Eu não me decepcionei vendo Jair Bolsonaro questionar se o petróleo é nosso. Para tanto, eu precisaria estar convicto de seu comprometimento com uma ampla política de desestatização. Muito pelo contrário, ele dá reiteradas provas de que continua sendo o mesmo dirigista inveterado dos anos 90. Aquele que votava com a esquerda contra a agenda de abertura econômica e que chegou a pedir o fuzilamento de Fernando Henrique Cardoso por privatizar a Vale do Rio Doce. A verdade é que o presidente fica muito mais à vontade repetindo as taras nacionalistas do ditador Getúlio Vargas do que falando em responsabilidade fiscal, reformas e outras palavrinhas que fazem a cabeça de traders e habitues da Faria Lima.

Na semana passada, em sua já tradicional live de quinta-feira, Bolsonaro antecipou a intervenção que faria na Petrobras. Insatisfeito com a alta no preço dos combustíveis anunciou isenção tributária de impostos federais sobre o diesel e o gás de cozinha e criticou a gestão da estatal dizendo que alguma coisa aconteceria com ela nos próximos dias.

Começava ali a fritura pública de Roberto Castello Branco, cujo mandato como presidente da empresa vai até dia 20 de março. Não demorou para que Bolsonaro anunciasse quem indicaria para o seu lugar: o general da reserva Joaquim Silva e Luna. Depois de militarizar a articulação política, o Ministério da Saúde e a Anvisa, chegou a vez de fazer o mesmo com a maior companhia brasileira. O presidente vai terceirizando nacos do Estado para que seus companheiros de farda administrem. É o que o jornalista Carlos Andreazza cunhou como pazuellização do Brasil.

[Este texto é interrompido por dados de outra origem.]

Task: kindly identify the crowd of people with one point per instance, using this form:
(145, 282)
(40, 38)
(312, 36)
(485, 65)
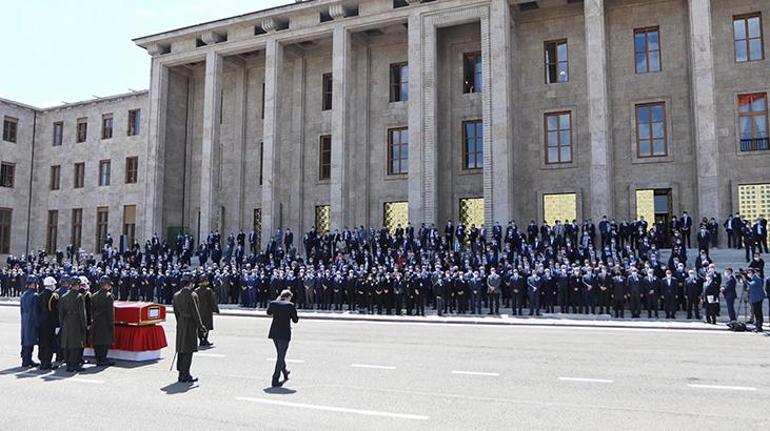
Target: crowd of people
(605, 268)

A reação dos investidores foi imediata. O valor da Petrobras derreteu em R$ 102 bilhões desde a última sexta-feira. Valor infinitamente superior aos prejuízos acumulados com a corrupção no período petista. Só na segunda-feira (22) as ações da empresa desvalorizaram em 21,51%, o que representou o segundo maior tombo de sua história. Na Bolsa de Nova York, a queda da empresa era de 20,25%.  O efeito da decisão de Bolsonaro também contaminou outras estatais que estão na Bolsa de Valores. As ações do Banco do Brasil baixaram 11,65%, e as da Eletrobras abriram o pregão com menos 9%.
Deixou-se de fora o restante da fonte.